Multipartite Stochastic Block Models

An illustration on a mutualistic ecological network

team großBM

2022-08-24

Preliminaries

This vignette illustrates the use of the estimateMultipartiteSBM function and the methods accompanying the R6 classes `multipartiteSBMfit’.

Requirements

The packages required for the analysis are sbm plus some others for data manipulation and representation:

library(sbm)

Dataset

We apply our methodology to an ecological mutualistic multipartite network.
The dataset –compiled and conducted by Dáttilo et al. (2016) at Centro de Investigaciones Costeras La Mancha (CICOLMA), located on the central coast of the Gulf of Mexico, Veracruz, Mexico– involves three general types of plant-animal mutualistic interaction: pollination, seed dispersal by frugivorous birds, and protective mutualisms between ants and plants with extrafloral nectaries.
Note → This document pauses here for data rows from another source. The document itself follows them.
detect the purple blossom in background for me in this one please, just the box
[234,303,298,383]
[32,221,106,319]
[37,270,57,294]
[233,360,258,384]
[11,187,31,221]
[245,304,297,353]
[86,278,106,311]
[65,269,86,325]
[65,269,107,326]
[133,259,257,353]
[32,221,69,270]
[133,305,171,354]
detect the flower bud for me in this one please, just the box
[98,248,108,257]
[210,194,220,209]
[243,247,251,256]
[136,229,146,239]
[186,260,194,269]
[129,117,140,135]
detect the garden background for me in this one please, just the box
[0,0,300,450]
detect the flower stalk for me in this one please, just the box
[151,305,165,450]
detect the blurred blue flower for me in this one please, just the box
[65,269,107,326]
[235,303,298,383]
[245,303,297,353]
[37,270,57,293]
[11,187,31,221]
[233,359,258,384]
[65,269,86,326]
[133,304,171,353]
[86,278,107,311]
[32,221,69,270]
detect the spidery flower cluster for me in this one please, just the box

The dataset –which is one of the largest compiled so far with respect to species richness, number of interactions and sampling effort– includes 4 functional groups, namely plants, pollinator species (referred as floral visitors), ant species and frugivorous bird species. Three binary bipartite networks have been collected representing interactions between 1/ plants and florals visitor, 2/ plants and ants, and 3/ plants and seed dispersal birds, resulting into three bipartite networks.

The FG are of respective sizes: \(n_1 = 141\) plant species, \(n_2 = 173\) pollinator species, \(n_3 = 46\) frugivorous bird species and \(n_4 = 30\) ant species.

The 3 networks contain \(753\) observed interactions of which \(55\%\) are plant-pollinator interactions, \(17\%\) are plant-birds interactions and \(28\%\) are plant-ant interactions.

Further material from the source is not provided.